We also know that repeated exposure to the same stimulus acts as a reinforcement of the corresponding reward or punishment. So if a person is growing
up in a privileged environment, without ever seeing a homeless person, without ever meeting someone who must decide between keeping their home or
taking their medicine, and without repeatedly witnessing firsthand the suffering endured by anyone who can't take the best course of action because it
requires more money than is available, how will that sense of empathy develop?
In psychology, the fundamental attribution error is the phenomenon we're all guilty of: we each attribute our own negative circumstances to a series
of difficult decisions, we tend to attribute the negative circumstances of others as simply being the result of a choice. We essentially recognize
our own complex nature while simplifying everyone elses'.
Could combining this fundamental attribution error with limited exposures to common, yet unfortunate, human dilemmas be the cause of this lack of
empathy? Does a lifetime of privelege disable our ability to empathize?

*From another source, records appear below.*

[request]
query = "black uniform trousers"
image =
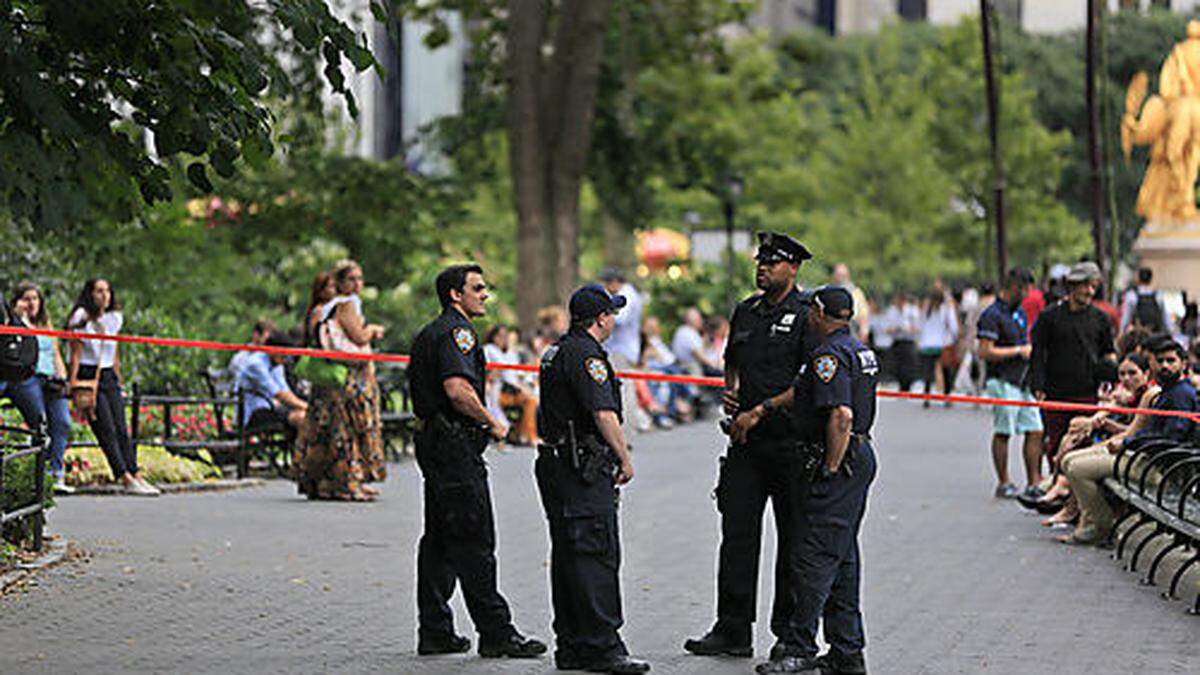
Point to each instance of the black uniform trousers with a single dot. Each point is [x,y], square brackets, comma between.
[585,559]
[459,543]
[827,567]
[749,475]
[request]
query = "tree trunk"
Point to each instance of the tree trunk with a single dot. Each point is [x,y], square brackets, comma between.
[551,109]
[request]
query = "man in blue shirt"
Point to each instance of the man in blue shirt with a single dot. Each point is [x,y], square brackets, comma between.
[267,398]
[1003,346]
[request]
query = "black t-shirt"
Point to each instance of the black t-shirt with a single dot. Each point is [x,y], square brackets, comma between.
[1068,348]
[575,381]
[1006,327]
[444,348]
[841,371]
[767,348]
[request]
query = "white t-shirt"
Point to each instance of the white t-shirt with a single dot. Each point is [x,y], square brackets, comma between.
[97,352]
[685,344]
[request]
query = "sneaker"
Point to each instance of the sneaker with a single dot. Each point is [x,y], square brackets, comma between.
[1007,491]
[142,489]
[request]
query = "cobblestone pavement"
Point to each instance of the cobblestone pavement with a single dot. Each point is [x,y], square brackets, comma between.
[262,581]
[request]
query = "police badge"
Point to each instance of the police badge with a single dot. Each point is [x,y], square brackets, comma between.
[598,370]
[463,339]
[826,366]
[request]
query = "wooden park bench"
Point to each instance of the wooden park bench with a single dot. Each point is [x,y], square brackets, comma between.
[1163,494]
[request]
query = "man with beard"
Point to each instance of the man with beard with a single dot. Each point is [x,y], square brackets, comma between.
[459,544]
[765,352]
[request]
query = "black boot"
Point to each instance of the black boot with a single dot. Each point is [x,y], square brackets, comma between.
[723,640]
[833,663]
[514,646]
[448,643]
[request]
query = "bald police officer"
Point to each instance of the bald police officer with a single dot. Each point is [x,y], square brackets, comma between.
[459,544]
[765,352]
[834,406]
[583,459]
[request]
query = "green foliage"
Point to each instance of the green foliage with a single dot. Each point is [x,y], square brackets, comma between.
[82,82]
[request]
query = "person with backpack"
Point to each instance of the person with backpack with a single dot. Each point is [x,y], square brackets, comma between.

In Herman Hesse's "Siddharta", the wealthy Siddharta is awakened to the real world around him in his adulthood, and he is shocked and saddened by the
suffering and sickness hidden from the interior palacial walls his family lived in. Upon venturing beyond the walls, he decides to not return, and
instead, contemplate the nature of humanity and its relationship to suffering. But Siddharta wasn't exposed to misfortune until he was an adult,
allowing him to recognize the shocking contrast. In modern day, the wealthy elite are aware of the people around them in unfortunate circumstances as
soon as they can process the evening news, allowing for gradual desensitization to suffering.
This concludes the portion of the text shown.